8. The system in claim 4, the at least one processor additionally programmed to, upon receiving the subscriptions request, prompt the user for payment, and then upon receiving payment, provide access to transcribed texts and audio transmissions of a particular user through the feed page.

9. A system comprising a computing device, the computing device comprising an input interface, a display screen, a speaker, a processor, and a microphone, the processor programmed to receive an audio transmission, transcribe the transmission into text, assign a chronological number to the audio transmission, and receive parameter selections, the number being sequentially higher than a previously assigned number.

10. The system in claim 9, with parameters being selected from a set that includes positive, neutral, and negative.

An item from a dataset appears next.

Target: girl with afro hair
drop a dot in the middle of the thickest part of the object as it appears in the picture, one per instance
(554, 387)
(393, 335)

11. The system in claim 9, with parameters being selected from a set that includes recurrent and lucid.

12. The system in claim 9, with an instantiation of a parameter being entered as text via the input interface.

13. The system in claim 9, with parameters being determined using GPS or text via the input interface.

14. The system in claim 9, the processor additionally programmed to calculate a percentage for each instantiation of a parameter expressing the number of times each instantiation is selected or entered compared to a total number of posts.

15. The system in claim 14, the processor additionally programmed to display the percentage for each instantiation of a parameter on the display screen.

16. The system in claim 9, the processor additionally programmed to prompt for a subscription fee upon receiving a subscription request.

17. The system in claim 16, the subscription request relating to accessing posts made by a particular user.

18. The system in claim 17, the subscription fee being paid or divided and paid to the particular user.

19. The system in claim 17, the subscription fee being paid to the system.

20. The system in claim 9, the processor additionally programmed to share a post comprising a transcription and an audio transmission made by a user with multiple users in a single feed page upon receiving a single click from the user.